Three hundred questionnaires which were properly filled were analysed. There were 160 (53.3 %) male and 140 (46.7%) female respondents, out of which, 225 (75.0%) were single while 75 (25.0%) were married. Respondents in the age group of 21-30 years constituted the largest proportion 172 (57.3%), while only 8.7% were 41 years and above; those in the age groups 12-20 and 31-40 years constituted 55 (18.3%) and 47(15.7%), respectively. Opinion on the frequency of use of antimalarial drugs showed that a majority, 127 (42.3%) had used antimalarial medication for presumptive treatment of fever, 100 (33.3%) took these drugs only when it was recommended in the hospital, while 48 (16.0%) claimed to have taken antimalarial drugs occasionally for prophylactic treatment of malaria.

One third of the respondents, 102 (34.0%), believed that they have malaria whenever there is high body temperature; 94 (31.3%) mentioned joint pains and loss of appetite as the symptoms that prompt them to selftreatment with antimalarial drugs. Eighty-four (28.0%) said they do not take antimalarial drugs until physician’s diagnosis indicate malaria illness, while only 20 (6.7%) claimed that they do not treat malaria until they undertake laboratory confirmation for malaria parasites. The frequency profile of antimalarial drugs used by respondents is shown in Table 1.
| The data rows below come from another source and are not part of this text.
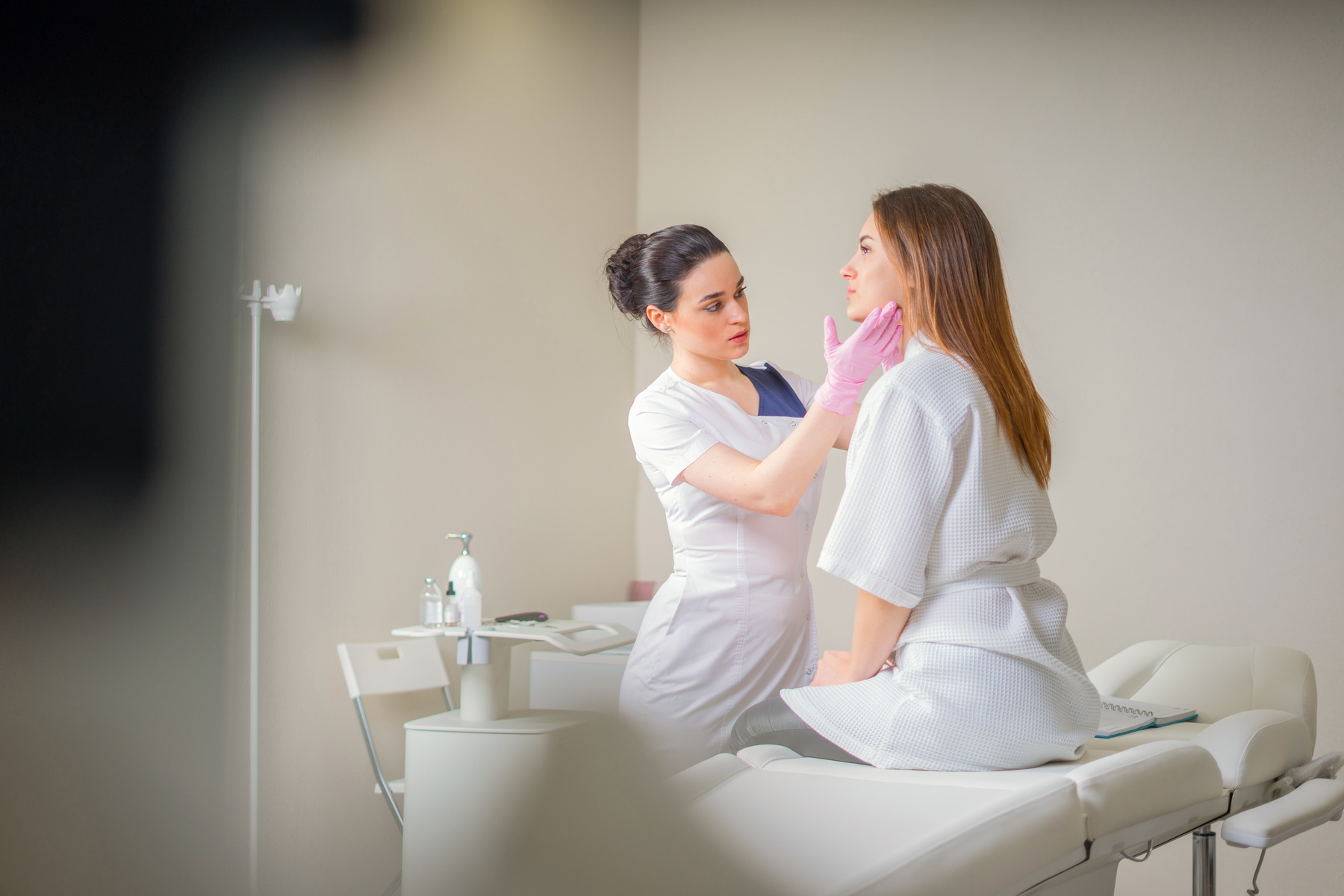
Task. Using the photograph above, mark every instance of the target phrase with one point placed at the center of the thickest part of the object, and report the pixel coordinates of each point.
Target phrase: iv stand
(282, 305)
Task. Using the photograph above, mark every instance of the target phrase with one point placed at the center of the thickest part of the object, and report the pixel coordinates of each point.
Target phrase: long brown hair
(956, 296)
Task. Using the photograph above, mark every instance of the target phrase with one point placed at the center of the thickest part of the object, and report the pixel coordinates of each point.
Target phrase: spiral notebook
(1121, 716)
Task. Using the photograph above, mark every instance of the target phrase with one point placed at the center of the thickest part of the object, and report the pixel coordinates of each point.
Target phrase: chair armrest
(1256, 746)
(1313, 803)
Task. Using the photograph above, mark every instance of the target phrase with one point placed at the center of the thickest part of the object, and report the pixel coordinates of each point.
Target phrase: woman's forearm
(776, 484)
(877, 628)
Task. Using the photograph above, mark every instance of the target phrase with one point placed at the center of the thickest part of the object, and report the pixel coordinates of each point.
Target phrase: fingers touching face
(871, 276)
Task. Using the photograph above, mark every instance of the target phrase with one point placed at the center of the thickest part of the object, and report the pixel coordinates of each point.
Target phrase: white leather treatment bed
(811, 827)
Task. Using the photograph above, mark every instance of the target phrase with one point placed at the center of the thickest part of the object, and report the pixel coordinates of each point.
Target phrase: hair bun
(621, 272)
(648, 269)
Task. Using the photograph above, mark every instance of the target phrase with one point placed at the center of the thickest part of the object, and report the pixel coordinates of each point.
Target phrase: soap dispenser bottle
(464, 579)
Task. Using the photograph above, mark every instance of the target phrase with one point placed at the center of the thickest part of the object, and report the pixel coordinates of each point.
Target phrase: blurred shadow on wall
(125, 770)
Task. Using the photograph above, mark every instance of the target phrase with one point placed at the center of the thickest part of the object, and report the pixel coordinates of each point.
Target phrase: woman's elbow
(777, 505)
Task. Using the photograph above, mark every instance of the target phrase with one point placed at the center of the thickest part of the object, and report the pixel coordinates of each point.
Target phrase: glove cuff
(839, 394)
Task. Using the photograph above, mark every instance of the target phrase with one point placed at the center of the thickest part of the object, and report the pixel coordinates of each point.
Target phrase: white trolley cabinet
(470, 771)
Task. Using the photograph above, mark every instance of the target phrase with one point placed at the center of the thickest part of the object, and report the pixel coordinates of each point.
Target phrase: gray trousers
(772, 722)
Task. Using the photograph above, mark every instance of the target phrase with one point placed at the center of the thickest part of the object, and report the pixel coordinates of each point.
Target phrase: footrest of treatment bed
(1313, 803)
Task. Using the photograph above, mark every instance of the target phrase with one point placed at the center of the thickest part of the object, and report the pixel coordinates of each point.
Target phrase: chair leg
(378, 768)
(1204, 862)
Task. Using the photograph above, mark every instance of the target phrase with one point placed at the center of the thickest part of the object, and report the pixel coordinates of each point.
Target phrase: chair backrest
(391, 667)
(1216, 682)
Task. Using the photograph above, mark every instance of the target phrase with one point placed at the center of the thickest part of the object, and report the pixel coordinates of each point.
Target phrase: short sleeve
(667, 442)
(898, 477)
(801, 386)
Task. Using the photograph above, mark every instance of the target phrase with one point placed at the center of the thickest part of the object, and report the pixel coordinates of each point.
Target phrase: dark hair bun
(648, 269)
(621, 267)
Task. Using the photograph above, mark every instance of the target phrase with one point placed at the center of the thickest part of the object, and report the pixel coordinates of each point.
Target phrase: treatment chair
(812, 827)
(390, 668)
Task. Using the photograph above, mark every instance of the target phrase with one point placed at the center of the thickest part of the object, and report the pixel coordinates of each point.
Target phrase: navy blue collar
(777, 396)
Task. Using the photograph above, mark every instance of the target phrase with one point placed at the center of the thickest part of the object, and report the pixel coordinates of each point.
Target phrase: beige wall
(445, 198)
(1167, 187)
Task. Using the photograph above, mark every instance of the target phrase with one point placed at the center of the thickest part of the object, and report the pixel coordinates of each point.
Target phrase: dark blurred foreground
(119, 359)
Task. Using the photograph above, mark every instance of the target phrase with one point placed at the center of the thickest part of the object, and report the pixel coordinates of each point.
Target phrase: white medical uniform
(732, 623)
(939, 514)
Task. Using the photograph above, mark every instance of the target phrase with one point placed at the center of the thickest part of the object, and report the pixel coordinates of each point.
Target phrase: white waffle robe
(939, 514)
(732, 623)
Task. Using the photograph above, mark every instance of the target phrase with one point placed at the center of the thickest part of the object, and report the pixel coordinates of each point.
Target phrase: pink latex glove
(895, 355)
(848, 364)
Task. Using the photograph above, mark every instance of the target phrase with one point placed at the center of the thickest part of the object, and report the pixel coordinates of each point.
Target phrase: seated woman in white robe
(961, 660)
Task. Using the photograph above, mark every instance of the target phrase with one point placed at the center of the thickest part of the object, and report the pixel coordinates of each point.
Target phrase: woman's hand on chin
(833, 669)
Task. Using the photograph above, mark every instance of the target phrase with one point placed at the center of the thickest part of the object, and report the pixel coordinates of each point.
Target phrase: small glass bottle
(432, 605)
(452, 608)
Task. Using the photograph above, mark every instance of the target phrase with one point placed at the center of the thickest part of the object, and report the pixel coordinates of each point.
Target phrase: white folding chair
(386, 668)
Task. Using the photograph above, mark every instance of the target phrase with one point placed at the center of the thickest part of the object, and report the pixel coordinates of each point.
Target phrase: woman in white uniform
(960, 659)
(735, 454)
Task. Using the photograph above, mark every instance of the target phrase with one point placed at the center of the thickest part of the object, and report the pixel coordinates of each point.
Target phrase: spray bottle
(464, 581)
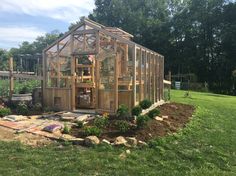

Two-thirds of the respondents, 206 (68.7%), said they have access to artemisinin-based combination therapy since these medicines are readily available for purchase in most pharmacies and patent medicine shops, while 25 (8.3%) believed that both the branded and generic products of artemisinin-based combination drugs are not accessible because they are expensive and unaffordable. Fifty (16.7%) respondents would not allow the high cost of ACTs to discourage them from purchasing the drug as long as they find the drug effective.

Out of the total number of respondents 210 (70.0%) that had used artemisinin-based combination drugs (namely artesunate plus amodiaquine, arthemether-lumefantrine, artesunate plus sulphadoxine/pyrimethamine, and artesunate plus mefloquine), 69 (32.9%) had experienced one form of reaction or the other with the administered ACT, while 137 (65.2%) had not. The experienced reactions, summarized in Table 2, were mainly some of the common adverse effects documented in literature to be associated with the corresponding ACT. Respondents found these reactions tolerable.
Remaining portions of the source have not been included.